Tuttavia, l’anelata pensione mensile richiesta al governo italiano per la sua attività di divulgatrice della cultura italiana, o l’ospitalità in Veneto o in Friuli non sono mai giunte. Con grande risentimento, la scrittrice insiste nel denunciare la gravissima crisi economica che segna gli ultimi due anni del governo Menem, incapace di contenere l’iperinflazione galoppante, il debito estero e la corruzione che dilaga nell’intera classe dirigenziale: il Presidente stesso sarà accusato di corruzione e di appropriazione indebita. La drammatica situazione è ormai sfuggita ad ogni controllo con la conseguenza che il paese è completamente allo sfascio, sprofondato nella miseria, tra condizioni igieniche precarie e con un altissimo tasso di disoccupazione.

Non sorprende, pertanto, lo sfogo di Poletti che, nella lettera del 21/03/1988 indirizzata a Gemino, manifesta il suo risentimento nei confronti della patria di accoglienza, ma anche di quella d’origine. L’Italia, infatti, si rivela del tutto insensibile nei confronti della situazione degli anziani emigrati i quali, come lei, versano in difficili condizioni, addirittura «molti fanno la fame pur avendo lavorato tutta la loro vita. L’emigrazione è stata uno sbaglio o un ingiusto castigo?» (In Gallo, p. 78). La domanda mette in discussione l’espatrio stesso, considerato che, dopo tante sofferenze e duro lavoro, gli anziani hanno perduto ogni loro bene. Compito dell’Italia sarebbe soccorrerli, aiutarli a superare con dignità i problemi in quest’ultima fase della loro vita, ma così non è.

Quando muore a Buenos Aires nel 1991, ha nel cuore il rimpianto di non essere sufficientemente considerata in Italia. Tuttavia, il sogno di vedere i libri esposti sugli scaffali delle librerie italiane, anche soltanto veneto-friulane, o di essere oggetto di interesse almeno da parte di alcuni studiosi di letteratura ispano-americana, non è più un’utopia. Indubbiamente, negli ultimi vent’anni anni, la situazione è mutata, grazie alle molteplici iniziative congressuali, al diffondersi di studi critici, di traduzioni che si concretizzano nella realtà veneto-friulana, quella delle origini a lei più familiare, fonte di amarezza, ma anche d’ispirazione costante, con i colori dei suoi paesaggi, con la gente rude e forte dinnanzi alle avversità, con usi e costumi che ne costituiscono il vissuto culturale e formativo. Attraverso il processo d’individuazione collettiva, si è concluso anche l’itinerario psicologico, comprensivo del divino e del demoniaco, impliciti in ogni essere umano.

Bibliografia citata

Poletti, S. (1967): Gente conmigo,1962. Buenos Aires: Losada.

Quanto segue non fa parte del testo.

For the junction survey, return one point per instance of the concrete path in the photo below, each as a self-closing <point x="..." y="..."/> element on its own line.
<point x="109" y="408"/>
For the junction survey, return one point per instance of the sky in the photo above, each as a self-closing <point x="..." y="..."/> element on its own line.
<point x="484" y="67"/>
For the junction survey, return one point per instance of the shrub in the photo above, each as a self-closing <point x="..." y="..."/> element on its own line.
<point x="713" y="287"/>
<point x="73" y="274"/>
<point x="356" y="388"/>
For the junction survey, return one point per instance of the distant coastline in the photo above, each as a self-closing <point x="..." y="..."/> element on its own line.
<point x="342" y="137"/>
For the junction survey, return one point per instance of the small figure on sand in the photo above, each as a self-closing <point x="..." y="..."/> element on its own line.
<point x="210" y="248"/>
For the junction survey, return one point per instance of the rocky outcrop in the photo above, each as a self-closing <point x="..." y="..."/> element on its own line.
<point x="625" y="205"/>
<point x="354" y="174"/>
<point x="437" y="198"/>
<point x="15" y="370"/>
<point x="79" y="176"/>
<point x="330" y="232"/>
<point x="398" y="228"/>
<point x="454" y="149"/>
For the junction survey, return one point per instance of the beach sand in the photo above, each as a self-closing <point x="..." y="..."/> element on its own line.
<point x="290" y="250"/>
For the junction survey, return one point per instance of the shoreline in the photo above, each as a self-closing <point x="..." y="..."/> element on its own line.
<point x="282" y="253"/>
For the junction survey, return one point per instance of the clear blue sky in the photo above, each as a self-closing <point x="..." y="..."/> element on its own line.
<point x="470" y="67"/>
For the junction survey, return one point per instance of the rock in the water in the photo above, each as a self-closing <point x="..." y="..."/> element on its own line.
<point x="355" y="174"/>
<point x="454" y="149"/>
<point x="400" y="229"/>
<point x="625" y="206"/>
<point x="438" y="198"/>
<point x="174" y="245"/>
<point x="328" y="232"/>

Poletti, S. (1971): Extraño oficio. Buenos Aires: Losada.

Poletti, S. (1974): “Línea de fuego”. In S. Poletti,  Línea de fuego (pp. 165-182). Buenos Aires: Losada.

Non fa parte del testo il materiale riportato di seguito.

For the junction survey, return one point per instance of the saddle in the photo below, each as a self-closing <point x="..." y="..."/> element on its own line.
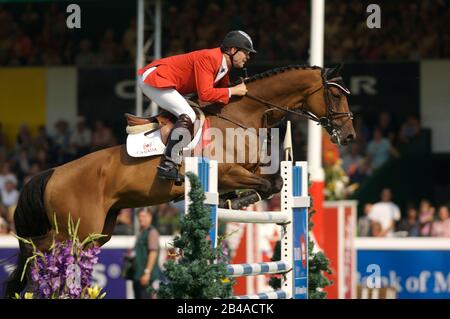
<point x="148" y="136"/>
<point x="163" y="121"/>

Poletti, S. (1974): “Los caballos”. In S. Poletti,  Línea de fuego (pp. 9-20). Buenos Aires: Losada.

Poletti, S. (1982):  Línea de fuego. Buenos Aires: Belgrano.

Poletti, S.  (1983): “La fuente mágica”. In S. Poletti,  Marionetas de aserrín (pp. 149-184). Buenos Aires: Abril.

Fornaciari, D. (1987): “Reportajes periodísticos a Syria Poletti”. In S. Poletti, Taller de imaginería (pp. 143-171). Buenos Aires: Losada.

Poletti, S. (1989): “Reportajes  a los cuatro vientos”. In S. Poletti, …y llegarán buenos aires (pp.67-74). Buenos Aires: Vinciguerra.

Gallo, C. (2004): “L’inedito epistolario di Syria Poletti”. In S. Serafin (a cura di), Contributo friulano alla letteratura argentina (pp.71-93). Roma: Bulzoni.